At 0830 GMT, the FTSE 100 was down 1% at 6,853.85, while the pound was off 0.1% against the dollar at 1.2727 and 0.1% firmer versus the euro at 1.1233.
Investors were feeling newly jittery about US-China relations as it emerged that the chief financial officer of Chinese telecoms company Huawei, Meng Wanzhou, was arrested in Canada over the weekend and faces extradition to the US over possible violations of sanctions against Iran. China has urged both Canada and the US to “rectify wrongdoing”.

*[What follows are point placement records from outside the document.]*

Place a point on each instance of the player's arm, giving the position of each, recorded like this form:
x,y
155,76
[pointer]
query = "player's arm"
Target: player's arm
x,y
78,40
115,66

CMC Markets analyst Michael Hewson said: "The arrest comes against a backdrop of concerns about trade and technology as well as cyber security when using Chinese hardware for IT systems. ZTE another Chinese firm has already been sanctioned by US authorities so for Huawei to be dragged in as well comes at a bad time when tensions between China and the US over trade at such a delicate stage, and could derail whatever was agreed at the weekend between President’s XI and Trump."
Across the pond, the CME had to pause the trading for the S&P 500 futures when they opened, amid an intense sell-off. Spying a "bloodbath", Think Markets analyst Naeem Aslam said: "The risk aversion trade has returned with vengeance as the MSCI Asia Pacific index is on track for its worst three-day plunge since October. The entire trade truce element between the US and China which promoted some optimism in the market is under a huge threat."
In UK corporate news, packaging company DS Smith was the worst performer on the top-flight index despite saying it grew profits 28% in the first half of the year as acquisitions and solid organic growth combined with an increased return on sales margin.
William Hill suffered the heaviest losses on the FTSE 250, meanwhile, on news that Britain's gambling companies have voluntarily agreed to stop advertising during live television sport. Ladbrokes owner GVC Holdings was also in the red.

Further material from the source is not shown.